Le scénario, adapté d'un recueil de nouvelles de F. X. Toole, séduit par sa construction bipartite, même si le glissement du récit pugilistique vers la tragédie intime est parfois un peu trop marqué, presque programmatique. On sent l'intention de surprendre, de désarmer les attentes du spectateur, mais au passage, certains fils narratifs sont sacrifiés. Le monde de la boxe, qu'on croyait central, devient accessoire. Et ce qui était d'abord un parcours de combattante devient surtout un chemin vers la souffrance. Ce n'est pas illégitime — au contraire, c'est là que le film devient plus ambitieux —, mais tout cela aurait mérité un peu plus de nuance dans l'enchaînement.
Les personnages sont construits avec soin, mais dans un schéma assez classique. Frankie, rongé par ses fautes passées et ses rendez-vous manqués, est l'archétype du mentor dur à cuire, plein de contradictions. Maggie est la jeune pousse volontaire, un peu naïve, qui cherche une place, une reconnaissance, une famille de substitution. Et Scrap, ancien boxeur devenu homme à tout faire, joue le rôle du sage à l'œil attendri, témoin de cette relation improbable. Tous ces profils sont crédibles, mais leur évolution reste très linéaire, presque trop contrôlée. On devine où ils vont, et c'est parfois frustrant de ne pas être davantage surpris.

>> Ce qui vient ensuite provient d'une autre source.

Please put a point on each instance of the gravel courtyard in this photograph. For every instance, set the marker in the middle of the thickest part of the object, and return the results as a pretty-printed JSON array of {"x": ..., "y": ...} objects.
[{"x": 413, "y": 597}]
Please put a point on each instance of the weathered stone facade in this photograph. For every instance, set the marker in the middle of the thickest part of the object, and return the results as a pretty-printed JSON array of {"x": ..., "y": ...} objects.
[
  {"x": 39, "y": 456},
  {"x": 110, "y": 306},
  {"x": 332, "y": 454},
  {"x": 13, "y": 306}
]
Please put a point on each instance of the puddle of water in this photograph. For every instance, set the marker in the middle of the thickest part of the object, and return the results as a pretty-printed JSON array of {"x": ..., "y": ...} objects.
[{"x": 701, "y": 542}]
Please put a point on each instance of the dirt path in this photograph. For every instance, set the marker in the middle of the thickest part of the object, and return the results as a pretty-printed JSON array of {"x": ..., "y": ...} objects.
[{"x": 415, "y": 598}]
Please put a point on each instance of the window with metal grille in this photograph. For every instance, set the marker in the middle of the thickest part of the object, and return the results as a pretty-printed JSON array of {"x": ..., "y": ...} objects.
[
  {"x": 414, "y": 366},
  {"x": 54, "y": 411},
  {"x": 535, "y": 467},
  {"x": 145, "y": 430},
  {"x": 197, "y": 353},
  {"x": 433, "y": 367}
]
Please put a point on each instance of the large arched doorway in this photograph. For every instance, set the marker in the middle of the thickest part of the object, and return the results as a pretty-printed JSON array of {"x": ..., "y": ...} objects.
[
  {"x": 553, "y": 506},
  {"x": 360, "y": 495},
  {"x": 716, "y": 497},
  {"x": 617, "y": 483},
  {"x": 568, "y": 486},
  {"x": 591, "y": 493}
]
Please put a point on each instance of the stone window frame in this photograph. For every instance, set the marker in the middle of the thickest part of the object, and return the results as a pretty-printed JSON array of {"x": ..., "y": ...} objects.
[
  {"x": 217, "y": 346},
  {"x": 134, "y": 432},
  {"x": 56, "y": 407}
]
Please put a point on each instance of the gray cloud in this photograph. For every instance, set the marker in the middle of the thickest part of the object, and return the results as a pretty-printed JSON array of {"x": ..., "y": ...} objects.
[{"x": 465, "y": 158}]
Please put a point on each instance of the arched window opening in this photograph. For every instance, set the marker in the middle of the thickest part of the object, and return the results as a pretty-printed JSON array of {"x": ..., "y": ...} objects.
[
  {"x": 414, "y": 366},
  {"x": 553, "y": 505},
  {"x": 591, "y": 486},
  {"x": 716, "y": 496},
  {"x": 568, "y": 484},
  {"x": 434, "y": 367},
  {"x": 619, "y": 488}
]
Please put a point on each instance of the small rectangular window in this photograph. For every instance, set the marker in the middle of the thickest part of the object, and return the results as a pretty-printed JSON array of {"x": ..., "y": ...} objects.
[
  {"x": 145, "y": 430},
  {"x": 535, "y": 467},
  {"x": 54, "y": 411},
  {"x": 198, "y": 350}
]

Le film aborde des thématiques fortes : la paternité de substitution, la dignité dans la souffrance, le poids du passé, le libre arbitre face à la mort. Tout cela est traité avec une grande pudeur, parfois même un peu trop. L'euthanasie, sujet central de la dernière partie, est évoquée de manière très frontale mais sans jamais ouvrir de réel débat. Le film choisit une position — celle de Maggie —, et la suit jusqu'au bout. C'est un choix narratif cohérent, mais qui laisse peu de place à la complexité morale qu'une telle situation suppose. Il n'y a ni dilemme collectif, ni confrontation réelle avec d'autres points de vue, ce qui réduit un peu la portée du propos.

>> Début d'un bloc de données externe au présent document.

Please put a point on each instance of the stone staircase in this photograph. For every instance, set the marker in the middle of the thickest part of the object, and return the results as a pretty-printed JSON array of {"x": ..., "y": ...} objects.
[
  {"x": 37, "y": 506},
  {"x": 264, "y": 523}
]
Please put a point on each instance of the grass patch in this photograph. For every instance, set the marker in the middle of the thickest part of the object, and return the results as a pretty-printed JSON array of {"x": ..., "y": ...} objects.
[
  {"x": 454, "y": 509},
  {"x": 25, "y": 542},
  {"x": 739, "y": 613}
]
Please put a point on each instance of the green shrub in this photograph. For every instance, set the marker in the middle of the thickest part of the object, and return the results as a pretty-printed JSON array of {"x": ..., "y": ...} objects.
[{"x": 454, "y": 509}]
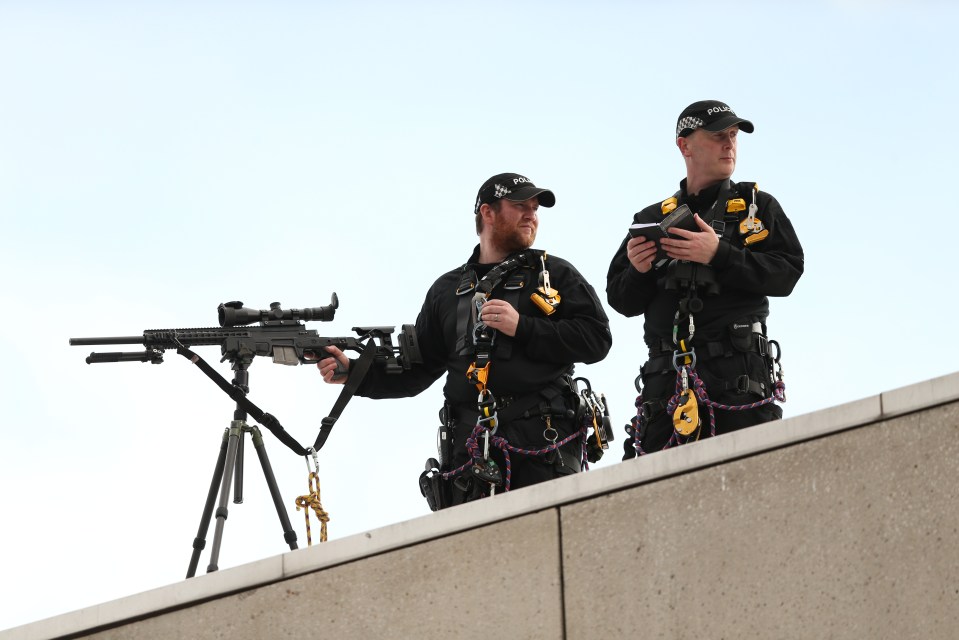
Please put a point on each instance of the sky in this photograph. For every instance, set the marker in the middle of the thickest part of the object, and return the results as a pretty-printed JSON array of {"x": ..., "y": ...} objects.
[{"x": 158, "y": 159}]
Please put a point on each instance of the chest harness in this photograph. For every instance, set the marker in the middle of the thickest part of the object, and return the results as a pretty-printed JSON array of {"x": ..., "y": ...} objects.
[
  {"x": 690, "y": 392},
  {"x": 479, "y": 340}
]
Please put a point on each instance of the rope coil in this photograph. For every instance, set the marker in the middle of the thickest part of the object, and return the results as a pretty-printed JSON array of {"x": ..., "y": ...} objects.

La réalisation d'Clint Eastwood est sobre, très maîtrisée. Il filme l'espace avec une économie de moyens qui confine parfois à l'austérité. Peu de mouvements de caméra, une lumière tamisée, une atmosphère souvent presque silencieuse. Cela donne au film une tonalité élégiaque, mais peut aussi renforcer une certaine lourdeur, notamment dans les séquences hospitalières où le minimalisme vire à la pose. Le montage est fluide, la musique discrète — signée par Eastwood lui-même —, parfois touchante, parfois un peu appuyée dans son registre mélancolique. On est loin de la virtuosité formelle d'un Raging Bull, mais ce n'est manifestement pas l'ambition ici.
Sur le plan des performances, rien à redire : Hilary Swank est impressionnante. On sent le travail physique, l'engagement total, mais aussi une justesse émotionnelle qui donne à Maggie toute sa dignité. Son regard, même immobile, dit souvent plus que les dialogues. Eastwood joue à fond la carte de la retenue. Il marmonne, il grogne, il s'efface, mais il incarne à sa manière ce poids du passé et de la faute. Morgan Freeman, enfin, trouve un de ses meilleurs rôles secondaires, en observateur lucide, à la fois narrateur omniscient et conscience morale de l'histoire. Sa voix, son calme, ses yeux fatigués font beaucoup pour l'âme du film.
Globalement, Million dollar baby est un film solide, poignant par moments, porté par ses interprètes, mais qui ne m'a pas totalement bouleversé. Peut-être parce que tout y est trop bien cadré, trop verrouillé émotionnellement. On voit où le film veut nous emmener, on comprend pourquoi, mais il manque ce petit grain d'inattendu, ce désordre qui transforme un beau film en grande œuvre.